There's likely no way for anyone here to make any knowledgeable hypothesis as to whether or not the H1N1 vaccine will have any level of cross-effectiveness for this "less contagious" disease. I do believe that some day there will be a vastly deadly influenza strand that spreads with efficacy and leaves many many dead. When that happens, we won't have to rely on obscure events reported from some portion of the Ukraine.

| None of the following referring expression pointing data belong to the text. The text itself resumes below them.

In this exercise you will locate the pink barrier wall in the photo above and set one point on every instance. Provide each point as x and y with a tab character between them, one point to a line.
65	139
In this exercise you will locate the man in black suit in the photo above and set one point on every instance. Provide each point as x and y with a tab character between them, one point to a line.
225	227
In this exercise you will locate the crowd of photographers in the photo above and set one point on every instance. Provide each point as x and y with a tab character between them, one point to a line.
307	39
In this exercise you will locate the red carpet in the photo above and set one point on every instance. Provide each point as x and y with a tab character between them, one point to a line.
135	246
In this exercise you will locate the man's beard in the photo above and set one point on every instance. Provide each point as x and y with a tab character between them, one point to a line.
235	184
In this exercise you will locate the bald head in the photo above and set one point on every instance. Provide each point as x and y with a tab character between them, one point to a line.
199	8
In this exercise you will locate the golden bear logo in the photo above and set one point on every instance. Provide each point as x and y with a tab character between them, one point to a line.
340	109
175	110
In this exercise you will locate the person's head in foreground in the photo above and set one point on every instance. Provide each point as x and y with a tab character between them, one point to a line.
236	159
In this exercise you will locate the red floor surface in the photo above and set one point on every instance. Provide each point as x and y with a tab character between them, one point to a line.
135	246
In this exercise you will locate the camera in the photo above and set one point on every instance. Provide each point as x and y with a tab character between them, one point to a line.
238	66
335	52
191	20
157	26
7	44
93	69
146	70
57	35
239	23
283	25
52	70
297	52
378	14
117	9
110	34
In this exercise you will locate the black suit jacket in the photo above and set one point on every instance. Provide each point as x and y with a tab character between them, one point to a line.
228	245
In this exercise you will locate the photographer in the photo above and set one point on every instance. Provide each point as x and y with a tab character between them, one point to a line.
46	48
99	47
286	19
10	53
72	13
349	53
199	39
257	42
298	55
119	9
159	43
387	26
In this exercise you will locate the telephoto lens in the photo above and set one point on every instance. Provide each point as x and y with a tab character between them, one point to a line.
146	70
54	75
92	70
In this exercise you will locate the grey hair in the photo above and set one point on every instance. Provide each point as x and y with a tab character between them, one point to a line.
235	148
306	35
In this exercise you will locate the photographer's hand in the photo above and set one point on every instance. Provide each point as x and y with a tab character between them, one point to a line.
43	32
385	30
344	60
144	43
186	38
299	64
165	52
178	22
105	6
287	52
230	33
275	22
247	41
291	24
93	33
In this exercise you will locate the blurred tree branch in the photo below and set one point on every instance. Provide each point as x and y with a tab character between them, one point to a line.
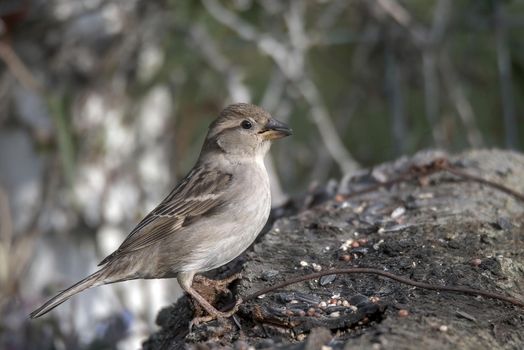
291	62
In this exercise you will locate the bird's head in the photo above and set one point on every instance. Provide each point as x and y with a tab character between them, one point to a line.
244	130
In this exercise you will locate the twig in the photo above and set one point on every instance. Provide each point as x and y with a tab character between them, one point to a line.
505	76
435	166
291	63
18	68
478	179
365	270
462	105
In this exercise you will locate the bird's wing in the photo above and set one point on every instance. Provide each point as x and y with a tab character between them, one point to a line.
199	193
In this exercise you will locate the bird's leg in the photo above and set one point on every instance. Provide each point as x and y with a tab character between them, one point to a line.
185	279
219	285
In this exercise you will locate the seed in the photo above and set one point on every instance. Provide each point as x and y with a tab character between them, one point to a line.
345	257
403	313
476	262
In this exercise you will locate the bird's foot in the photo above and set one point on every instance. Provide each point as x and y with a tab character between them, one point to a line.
214	314
218	285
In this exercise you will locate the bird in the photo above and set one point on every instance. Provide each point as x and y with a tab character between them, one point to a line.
214	213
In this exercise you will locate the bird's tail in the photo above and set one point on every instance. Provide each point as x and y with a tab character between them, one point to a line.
90	281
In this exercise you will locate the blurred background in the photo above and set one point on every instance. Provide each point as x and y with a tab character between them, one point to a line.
104	105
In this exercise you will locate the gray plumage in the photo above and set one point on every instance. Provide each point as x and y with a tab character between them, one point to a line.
208	219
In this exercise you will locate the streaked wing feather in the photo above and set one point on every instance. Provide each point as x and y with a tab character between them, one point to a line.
198	193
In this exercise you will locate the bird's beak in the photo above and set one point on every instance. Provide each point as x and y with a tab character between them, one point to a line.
275	129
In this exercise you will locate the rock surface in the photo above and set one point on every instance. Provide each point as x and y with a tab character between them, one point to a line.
439	229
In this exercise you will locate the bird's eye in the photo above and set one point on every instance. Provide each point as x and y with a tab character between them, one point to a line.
246	124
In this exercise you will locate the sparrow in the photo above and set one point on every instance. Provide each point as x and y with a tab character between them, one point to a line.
208	219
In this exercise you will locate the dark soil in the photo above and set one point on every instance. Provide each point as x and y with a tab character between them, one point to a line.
439	229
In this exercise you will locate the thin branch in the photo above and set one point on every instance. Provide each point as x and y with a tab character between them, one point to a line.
404	280
462	105
291	62
505	76
18	68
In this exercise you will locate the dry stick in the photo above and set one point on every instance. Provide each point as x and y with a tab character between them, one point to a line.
478	179
365	270
417	171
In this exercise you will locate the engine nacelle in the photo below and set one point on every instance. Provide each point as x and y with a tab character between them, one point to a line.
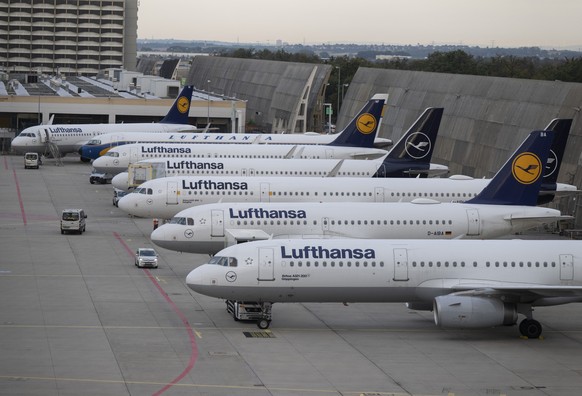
464	312
420	306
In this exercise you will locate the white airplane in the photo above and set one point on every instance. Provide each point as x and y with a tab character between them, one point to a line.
392	164
468	284
69	138
165	197
209	228
360	132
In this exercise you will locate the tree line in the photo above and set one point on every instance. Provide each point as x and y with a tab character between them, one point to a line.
456	62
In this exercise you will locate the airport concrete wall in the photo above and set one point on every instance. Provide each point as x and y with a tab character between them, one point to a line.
484	120
281	96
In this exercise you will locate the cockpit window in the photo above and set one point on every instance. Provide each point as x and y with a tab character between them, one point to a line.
223	261
178	220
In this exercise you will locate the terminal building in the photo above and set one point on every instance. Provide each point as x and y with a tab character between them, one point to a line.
80	37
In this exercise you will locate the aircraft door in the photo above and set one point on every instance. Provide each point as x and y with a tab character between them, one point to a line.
265	192
474	222
378	194
217	225
133	155
44	135
400	264
172	193
325	223
566	267
266	264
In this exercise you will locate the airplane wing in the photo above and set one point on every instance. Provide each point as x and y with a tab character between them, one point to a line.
516	291
525	217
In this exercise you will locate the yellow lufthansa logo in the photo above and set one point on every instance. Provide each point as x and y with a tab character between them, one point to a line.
366	123
183	104
526	168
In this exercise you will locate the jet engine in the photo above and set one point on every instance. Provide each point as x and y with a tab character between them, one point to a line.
465	312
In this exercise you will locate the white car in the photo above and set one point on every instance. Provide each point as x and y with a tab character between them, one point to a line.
146	257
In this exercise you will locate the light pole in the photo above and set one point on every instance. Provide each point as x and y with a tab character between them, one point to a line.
208	102
344	85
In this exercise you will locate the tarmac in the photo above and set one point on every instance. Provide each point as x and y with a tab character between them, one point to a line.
78	318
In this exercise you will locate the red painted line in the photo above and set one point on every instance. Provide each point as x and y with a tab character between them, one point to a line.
193	346
22	212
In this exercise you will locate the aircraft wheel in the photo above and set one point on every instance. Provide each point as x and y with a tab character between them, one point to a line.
530	328
263	324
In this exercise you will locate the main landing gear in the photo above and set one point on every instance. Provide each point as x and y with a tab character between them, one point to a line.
247	310
529	327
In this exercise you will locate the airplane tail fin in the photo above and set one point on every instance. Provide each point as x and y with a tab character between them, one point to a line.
178	113
519	180
362	130
417	144
561	128
411	155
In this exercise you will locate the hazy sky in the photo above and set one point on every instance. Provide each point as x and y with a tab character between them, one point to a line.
502	23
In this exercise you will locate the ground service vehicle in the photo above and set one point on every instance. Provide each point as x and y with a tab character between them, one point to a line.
31	160
73	220
146	257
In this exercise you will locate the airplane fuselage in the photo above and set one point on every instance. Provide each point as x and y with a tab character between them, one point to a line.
165	197
351	270
209	228
69	138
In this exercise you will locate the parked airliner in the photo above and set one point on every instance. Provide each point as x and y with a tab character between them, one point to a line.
390	165
69	138
209	228
165	197
468	284
360	132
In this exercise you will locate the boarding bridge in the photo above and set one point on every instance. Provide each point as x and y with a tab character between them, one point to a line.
54	151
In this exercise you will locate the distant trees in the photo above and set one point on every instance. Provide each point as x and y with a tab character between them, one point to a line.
455	61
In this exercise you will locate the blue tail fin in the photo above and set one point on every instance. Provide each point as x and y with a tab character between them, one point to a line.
561	128
362	130
518	182
178	113
411	155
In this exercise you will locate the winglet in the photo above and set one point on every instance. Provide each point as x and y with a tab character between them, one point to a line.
519	180
178	113
362	130
412	153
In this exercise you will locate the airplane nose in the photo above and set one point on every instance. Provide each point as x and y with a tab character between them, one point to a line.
119	181
194	279
101	164
125	203
158	236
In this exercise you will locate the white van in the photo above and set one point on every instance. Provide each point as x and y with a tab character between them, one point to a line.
73	220
31	160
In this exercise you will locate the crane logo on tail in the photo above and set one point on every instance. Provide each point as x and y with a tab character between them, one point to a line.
366	123
183	104
526	168
417	145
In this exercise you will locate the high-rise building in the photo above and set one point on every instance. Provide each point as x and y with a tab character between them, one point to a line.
79	37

From my perspective, I don't believe in superfluous vaccinations any more than I believe in superfluous antibiotics. Marginally effective antibiotics are now generally discouraged (unless warranted necessary), and I'm not sure why marginally effective vaccinations aren't discouraged (unless warranted as necessary), for the same reasons. But that's just my opinion.


Good points, Mrs. Pigpen. I'd like to add for additional focus on the H1N1/D225G spread, that seeing this marker only in (very sick) patients, already given intensive care in hospitals, is consistent with low contagion. Simply, it maybe hard to catch this one bug at this point in time.



QUOTE(Maybe Maybe Not @ Nov 22 2009, 01:04 PM) *
QUOTE
Are you convinced by the linkage to the 1918 Spanish Influenza. Please explain why.

The only relevant evidence I can find in the cited material from the original post is this description in an unattributed article on the "Bird Flu Pandemic" site


Maybe Maybe Not,

This goes to the severity/virulence of the Ukrainian epidemic, involving Acute Respiratory Illness: WHO related links

- http://www.who.int/csr/don/2009_11_01/en/index.html
- http://www.recombinomics.com/News/11030902...aine_Hemor.html
Maybe Maybe Not
Nighthunter,

While I appreciate your definitions of the terms silent changes, HA polymorphism, receptor binding domains, tissue tropism, and MDCK cells, I still don't have enough scientific knowledge to apply them meaningfully to the situation with the D225G mutation or provide any legitimate speculation on the effectiveness of vaccination.



QUOTE(Maybe Maybe Not @ Nov 22 2009, 01:04 PM) *
This goes to the severity/virulence of the Ukrainian epidemic, involving Acute Respiratory Illness: WHO related links

- http://www.who.int/csr/don/2009_11_01/en/index.html
- http://www.recombinomics.com/News/11030902...aine_Hemor.html

... thus confirming the WHO's (and every other reputable scientific and medical organization's) recommendations regarding mass vaccination.